林雪青從她不急不緩的語氣中,聽出了一點微妙端倪來,連忙說:“哪裡的話,梁總對我和吳律師都有提攜之恩,我們自然要對他留下的心血儘心儘力。這些都是分內的事。”
這下,梁意星是真的笑開了。
眉眼彎彎,顯得十分稚氣。
頓了頓,她假意長歎了一口氣,眼珠子四下轉了一圈,笑道:“林律師,這麼小個破房間,就我們兩個人在,還要說這種場麵話呀。”
兩人對視片刻,倏地,都笑出聲來。
距離好像一下子被拉近了許多。
林雪青隨手撩了下頭發,輕啟紅唇,不緊不慢地開口說道:“那我跟你說句真心話。”
“嗯,你說。”
“如果這份合同之外,還有其他附加的不平等條約的話,一定要三思而後行。”
梁意星怔了一下。
林雪青:“事出反常必有妖。以我個人理智的角度來點評的話,你一個小姑娘,沒有必要為父母的錯誤付出太多。就算是做甩手掌櫃,也沒人怪得了你。現行的法律已經沒有連坐製度了。”

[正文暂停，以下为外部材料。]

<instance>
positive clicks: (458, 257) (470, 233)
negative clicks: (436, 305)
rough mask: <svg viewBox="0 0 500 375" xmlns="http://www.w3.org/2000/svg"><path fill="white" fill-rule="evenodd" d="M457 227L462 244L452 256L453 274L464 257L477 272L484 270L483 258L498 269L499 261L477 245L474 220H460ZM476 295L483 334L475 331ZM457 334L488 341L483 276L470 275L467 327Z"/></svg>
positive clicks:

語畢,她站起身,將合同放到桌上,拿起筆記本電腦,恢複了慣常的職業態度,“小梁總,我還要去法院處理一些事,先走了。”
“……好。”
林雪青走後,狹窄的辦公室仿佛陡然變得空曠起來。
剩下梁意星一個人,秀眉微微蹙起,呆坐了許久。
……
直至暮色四合時分。
斜陽從僅有的兩扇玻璃窗外灑進來,落了滿地金輝,平白將整個辦公室打出一絲春日暖意。
梁意星長歎一口氣,兀自坐起身,從抽屜中找出梁氏專用的公章,在那份和思垣的擔保合同最後,敲上了章,又一筆一劃簽上了自己的名字。
算了吧。
沒有回頭路了。
想了想,她將合同裝進密封文件袋,用手機叫了個閃送,填上了思垣的公司地址。
接收人那一欄寫了易霄的名字。
字跡是清清秀秀的,如同不諳世事的小女生,在日記本上認真描摹著心上人的名姓,不染任何淚水與血腥氣。
也沒有打落牙齒和血吞。
-
後麵兩天,梁意星沒有再去那間臨時辦公室。
合同她已經簽了,後續詳細的工作對接流程,思垣自然會找人去接手的。她一個門外漢,半懂不懂的,壓根做不了什麼。
再者,還有吳衛和林雪青盯著,有坑他們應當會避掉。
正如易霄說的那樣,梁意星現在什麼都沒有,債多不愁,又孑然一身,除了自己這個人,似乎確實已經沒什麼好被騙的了,自然也不必再擔心。
她回到學校,重新開始上學。
因為中間有將近一個多月沒去,課前,梁意星拜托輔導員又簽了幾份假條,再去找各科老師一一解釋。
關於梁氏破產、老板夫婦跳江的事,在宜江市各種大新聞裡雖然排不上什麼號,但由於梁意星在這裡上學,專業裡的老師們也略有耳聞。
看在她一個年輕女孩子裡外操持、人瘦了一大圈的份上,各科老師也算十分善解人意,收了假條,沒有同她計較太多。
隻說要扣一點平時分,但不會影響她參加期末考。
第一個得知此事,榕榆很為梁意星高興。
她問:“意星,這下你又能和我一起備考了吧?到底是哪個大好人救了你們家的工廠呀?”
“……”
正是飯點,二食堂人聲鼎沸。
就算梁意星臉色不由自主地變了變,但前後排隊的人多,擠在一處,再加上梁意星1米67的個子,比榕榆高了整整十公分。哪怕榕榆抬著頭,也並未察覺到什麼異樣。
好在,梁意星很快回過神來。
她衝著榕榆淺淺笑了笑,思索著措辭:“是我爸爸以前認識的一家人……唔,他家的兒子現在蠻厲害的,看工廠有困難,就幫忙了。”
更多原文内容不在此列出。